I have found that to be true. Every calorie does count. Sometime we cannot always eat like we used to eat, instead eat less and better quality foods.

Reply

Quirky Homemaker February 11, 2016 at 2:44 pm

I would have to agree that every calorie counts, although I do like my wine! I’ve been pretty good at working out regularly in the past 2 1/2 months. Hopefully I can keep it up and build more muscle. It’s especially important to build muscle and bone mass as much as possible at my age! Thanks for linking up at the Balanced & Healthy Living Link Up Party! We have another party starting tonight at 9PM if you have any other healthy living post you’d like to link up. Hope to see you there!

Reply

deborah February 12, 2016 at 10:45 am

I’m glad you relate to this post! I hired a personal trainer for a while to help me build more muscle properly. Thanks for sharing your thoughts. I appreciate it.

Reply

Claudia H. Blanton February 11, 2016 at 5:54 pm

Great Post!
As a person dealing with some weight gain due to hypothyroidism lately, I really know I got to make some changes before it effects my health even worse.

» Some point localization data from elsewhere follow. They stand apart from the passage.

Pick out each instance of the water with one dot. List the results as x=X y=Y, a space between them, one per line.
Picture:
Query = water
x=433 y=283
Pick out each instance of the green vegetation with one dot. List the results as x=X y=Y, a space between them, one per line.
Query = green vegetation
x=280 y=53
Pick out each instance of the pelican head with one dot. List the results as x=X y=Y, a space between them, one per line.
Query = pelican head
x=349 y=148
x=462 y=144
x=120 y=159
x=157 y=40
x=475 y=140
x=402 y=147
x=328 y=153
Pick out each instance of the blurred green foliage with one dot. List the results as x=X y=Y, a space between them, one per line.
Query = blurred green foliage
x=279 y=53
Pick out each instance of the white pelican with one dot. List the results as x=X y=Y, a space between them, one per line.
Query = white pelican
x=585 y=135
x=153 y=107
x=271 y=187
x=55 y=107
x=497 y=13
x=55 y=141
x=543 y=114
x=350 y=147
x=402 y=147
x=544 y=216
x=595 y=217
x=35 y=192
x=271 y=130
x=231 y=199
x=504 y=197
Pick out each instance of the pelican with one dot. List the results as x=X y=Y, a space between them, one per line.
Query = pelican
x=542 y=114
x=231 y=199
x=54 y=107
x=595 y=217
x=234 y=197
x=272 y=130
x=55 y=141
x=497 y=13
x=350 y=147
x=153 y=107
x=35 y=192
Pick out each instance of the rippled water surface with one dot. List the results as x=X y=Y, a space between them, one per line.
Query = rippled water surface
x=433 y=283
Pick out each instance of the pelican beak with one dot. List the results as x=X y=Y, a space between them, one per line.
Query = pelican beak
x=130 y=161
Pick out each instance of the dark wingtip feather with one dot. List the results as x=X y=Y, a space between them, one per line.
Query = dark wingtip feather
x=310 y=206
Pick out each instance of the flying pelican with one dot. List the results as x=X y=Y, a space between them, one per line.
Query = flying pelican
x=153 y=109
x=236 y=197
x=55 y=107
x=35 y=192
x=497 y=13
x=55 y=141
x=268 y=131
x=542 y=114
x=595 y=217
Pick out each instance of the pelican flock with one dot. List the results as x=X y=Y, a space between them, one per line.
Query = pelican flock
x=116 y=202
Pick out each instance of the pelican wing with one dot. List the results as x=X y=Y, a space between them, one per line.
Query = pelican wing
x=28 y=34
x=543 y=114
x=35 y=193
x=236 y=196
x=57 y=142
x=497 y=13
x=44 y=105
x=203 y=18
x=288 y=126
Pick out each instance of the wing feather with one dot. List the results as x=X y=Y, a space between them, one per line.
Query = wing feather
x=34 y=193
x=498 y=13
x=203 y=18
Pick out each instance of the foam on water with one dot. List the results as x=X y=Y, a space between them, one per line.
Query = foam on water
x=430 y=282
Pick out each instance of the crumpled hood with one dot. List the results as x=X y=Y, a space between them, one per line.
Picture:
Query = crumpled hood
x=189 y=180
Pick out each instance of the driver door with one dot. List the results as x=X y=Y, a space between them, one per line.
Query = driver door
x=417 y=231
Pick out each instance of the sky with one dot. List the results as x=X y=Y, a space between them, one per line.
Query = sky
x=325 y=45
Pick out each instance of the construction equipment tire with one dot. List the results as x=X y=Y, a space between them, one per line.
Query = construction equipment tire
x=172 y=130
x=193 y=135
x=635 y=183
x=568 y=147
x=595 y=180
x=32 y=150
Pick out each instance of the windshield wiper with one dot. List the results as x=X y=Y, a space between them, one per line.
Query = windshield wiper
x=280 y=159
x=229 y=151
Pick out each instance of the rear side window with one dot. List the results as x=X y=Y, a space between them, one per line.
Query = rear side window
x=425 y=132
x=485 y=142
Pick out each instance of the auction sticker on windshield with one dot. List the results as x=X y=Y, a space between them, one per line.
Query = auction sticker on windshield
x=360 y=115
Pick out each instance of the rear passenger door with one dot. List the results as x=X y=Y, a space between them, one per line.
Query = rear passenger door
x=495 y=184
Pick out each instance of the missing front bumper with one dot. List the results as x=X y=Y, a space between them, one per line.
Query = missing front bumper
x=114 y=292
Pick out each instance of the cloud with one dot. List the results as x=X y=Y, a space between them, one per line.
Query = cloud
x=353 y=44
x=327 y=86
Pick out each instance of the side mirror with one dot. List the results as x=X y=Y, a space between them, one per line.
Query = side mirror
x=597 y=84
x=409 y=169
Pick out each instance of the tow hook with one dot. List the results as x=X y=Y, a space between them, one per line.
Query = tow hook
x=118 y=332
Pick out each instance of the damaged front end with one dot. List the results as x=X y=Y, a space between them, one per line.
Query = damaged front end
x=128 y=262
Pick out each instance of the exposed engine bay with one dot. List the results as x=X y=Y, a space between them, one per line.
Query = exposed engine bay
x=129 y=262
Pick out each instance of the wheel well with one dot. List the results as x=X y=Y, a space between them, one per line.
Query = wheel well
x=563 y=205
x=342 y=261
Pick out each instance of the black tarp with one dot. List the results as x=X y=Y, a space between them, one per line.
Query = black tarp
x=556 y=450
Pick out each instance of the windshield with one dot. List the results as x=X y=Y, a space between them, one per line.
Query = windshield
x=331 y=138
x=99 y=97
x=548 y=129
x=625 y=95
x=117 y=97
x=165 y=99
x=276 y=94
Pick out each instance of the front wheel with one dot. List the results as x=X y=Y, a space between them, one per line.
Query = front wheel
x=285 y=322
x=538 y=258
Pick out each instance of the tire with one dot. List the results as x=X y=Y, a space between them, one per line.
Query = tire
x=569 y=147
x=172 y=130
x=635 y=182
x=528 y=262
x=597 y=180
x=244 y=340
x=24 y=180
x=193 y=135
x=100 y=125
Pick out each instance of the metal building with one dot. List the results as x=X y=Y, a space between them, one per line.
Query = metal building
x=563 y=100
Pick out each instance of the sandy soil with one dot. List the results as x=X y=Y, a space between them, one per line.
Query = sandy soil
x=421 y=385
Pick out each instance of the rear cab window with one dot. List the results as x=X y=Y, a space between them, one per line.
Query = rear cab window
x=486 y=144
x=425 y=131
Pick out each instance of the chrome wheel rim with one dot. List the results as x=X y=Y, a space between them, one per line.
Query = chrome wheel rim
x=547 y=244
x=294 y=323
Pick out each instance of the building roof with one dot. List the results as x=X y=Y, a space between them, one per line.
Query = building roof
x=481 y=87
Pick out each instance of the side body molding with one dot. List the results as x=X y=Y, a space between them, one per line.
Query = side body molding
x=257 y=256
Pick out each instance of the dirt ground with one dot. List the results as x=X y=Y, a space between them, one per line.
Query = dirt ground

Not old yet, but being in my early 40’s means, I should prepare – blessings!

Reply

deborah February 15, 2016 at 6:30 pm

Hi Claudia,
I’m so glad you shared your personal experiences with weight gain. I sincerely ppreciate it.

Reply

Welma February 17, 2016 at 2:07 pm

I’m 99% sure you’re problem lies with your caliroe intake. You can gym 7 days a week until you’re blue in the face but if you don’t eat enough caliroes you’re gonna have little to zero results.If you are of average height and weight, you need to eat 5-6 meals per day with 500 caliroes each (medium to big size meals).Go to this website and use the calculator to determine the amount of caliroes you need to maintain your weight. Then add 500 to that number that’s the amount of caliroes you need to eat everyday (even on your rest days) if you want to build muscle.You don’t need to go to the gym more then four days a week and you don’t need to shock’ your muscles, you need to supply your body with sufficient nutrients. It’s amazing how many people spend months in the gym without getting this basic thing right. Your muscles aint gonna grow if you don’t feed em!Check out the second link for a 15 other reasons why you might not be building muscle.